NOTE: Updated links on 4/10/22
Encrypt
Encryption is "the process of encoding a message or information in such a way that only authorized parties can access it." The very first thing that you want to do upon purchasing a new computer, phone, or external hard drive is to do a full-disk encryption so that accessing the information requires a key. This could take some time depending on the size of the drive, and even longer if you've already started installing apps and saving data. We'll get to end-to-end encryption for messages later on, but for now your disk information should be protected from anyone who could theoretically remove your hard drive, plug it into a computer, and read or copy the data. Even so, you should drill holes in your hard drives when you dispose of them just in case.
Windows BitLocker
macOS FileVault
Android
iOS
Download
I feel like I shouldn't have to say this, but don't download from sources you don't trust. Email links and attachments are a big offender here, as are websites that advertise the latest and greatest proprietary software for free, in addition to apps with long lists of permissions (why does a flashlight app require access to the Internet and my contacts?). To limit this from happening in your browser without your knowledge, in settings under Downloads select the option to "Ask where to save each file before downloading" (that's what it says in Chrome, anyway). If you were to accidentally download malware, just be sure you're not logged into...
Admin
...an administrator account. This would give the malware free reign to implant itself onto your computer. That's why it's important to create a separate "standard user" account for your day-to-day activities, and only authenticate with an admin password when necessary to install trusted software and make other changes. It's damage control if the worst were to happen. The best time to set this up is when you reformat (I start fresh with all devices once a year) or get a new desktop or laptop (it's much harder to pull off on mobile), preferably right after you encrypt your drive. ~_^ Then log in as the standard user and use as normal.
Windows
macOS
Update Frequently
Updates that "brick" your device aside, the best thing you can do to ensure that your device has the latest software to fix bugs and patch security vulnerabilities is to set up automatic updates. This goes for both your OS and your trusted apps.
Windows
macOS
Android apps
iOS apps
Browser
The only 100% safe computer is the one that's off and buried under 10 feet of dirt... and even then, well, it's questionable. As soon as you turn on mobile data or Wifi, or plug into the Ethernet port, your risk of an attack increases exponentially. Your web browser is a window to the outside world, but it's also a window back to you and your device.
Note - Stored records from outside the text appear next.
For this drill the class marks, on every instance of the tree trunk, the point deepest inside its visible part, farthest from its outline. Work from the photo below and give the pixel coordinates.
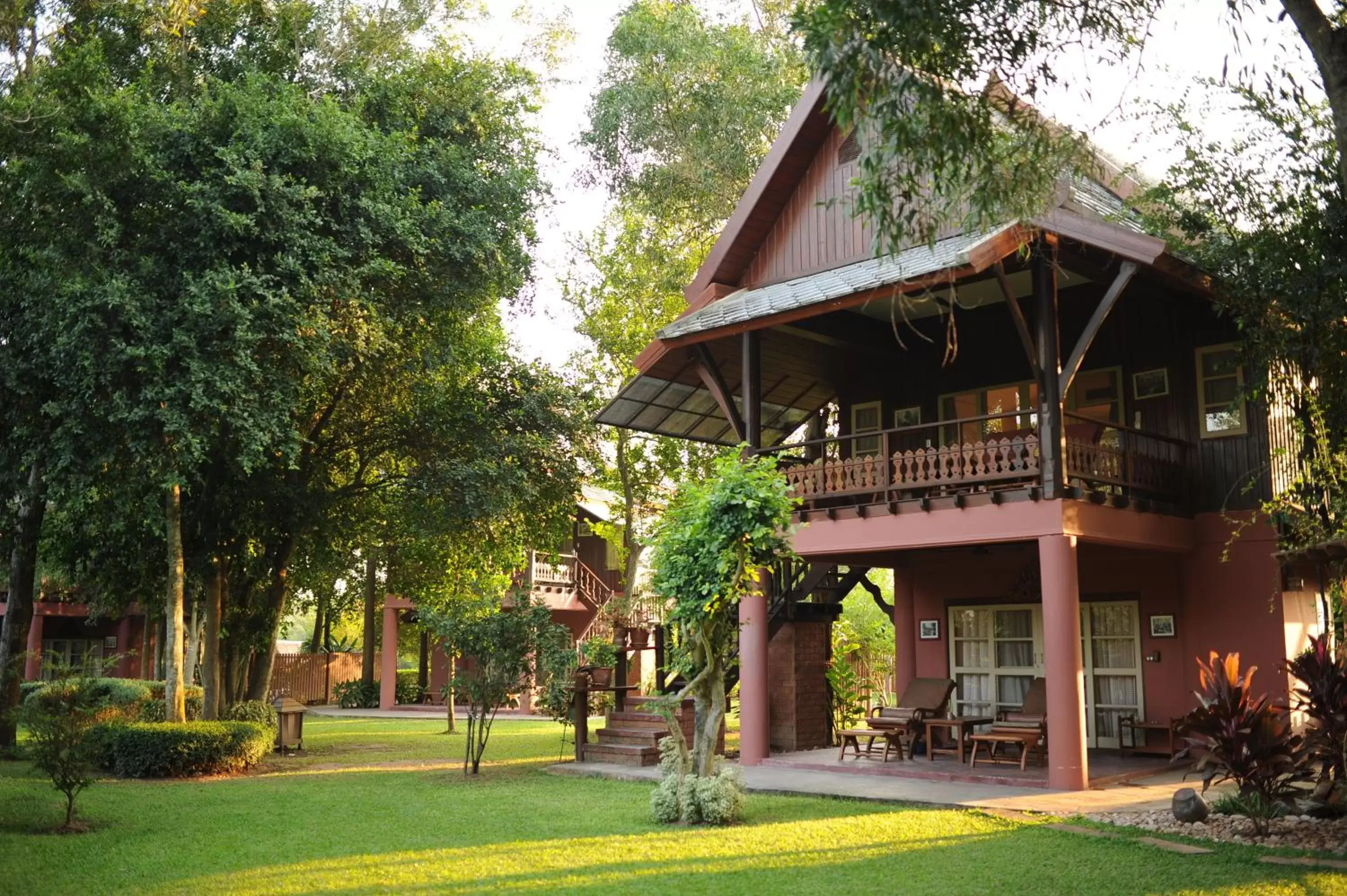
(259, 680)
(316, 643)
(367, 658)
(147, 669)
(192, 655)
(449, 689)
(709, 703)
(174, 708)
(23, 581)
(423, 662)
(211, 662)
The Onion Router (Tor) browser, originally developed by the Navy, "is intended to protect the personal privacy of users, as well as their freedom and ability to conduct confidential communication by keeping their Internet activities from being monitored." While it isn't perfect, it offers an all-in-one package to increase anonymity, and you can search all day using DuckDuckGo (sorry, Google) without worry about tracking.
Windows and macOS
Android Orfox and Orbot (both required)
iOS (Unofficial)
Although Tor is the go-to for anonymity and the dark web, there are three extensions I recommend to browse more securely with software we already know and love (think Chrome and Firefox). This security can be magnified in conjunction with VPNs (see below).
- Ad blocker - you may already be using this, but in addition to blocking annoying ads some technology experts recommend them as a way of bypassing those that contain malware, even on major websites.
AdBlock Plus (Chrome, Firefox) - HTTPS - it's becoming common knowledge that a website address with HTTP is not as safe as one with HTTPS and a green padlock when providing personal information online. The S indicates that the website is using a secure communications protocol (with an encryption layer of SSL/TLS) that "ensures reasonable protection from eavesdroppers and man-in-the-middle attacks." The HTTPS Everywhere extension (for Chrome, Firefox, and Opera) was developed by The Tor Project and will re-write requests to unencrypted HTTP sites by defaulting to HTTPS.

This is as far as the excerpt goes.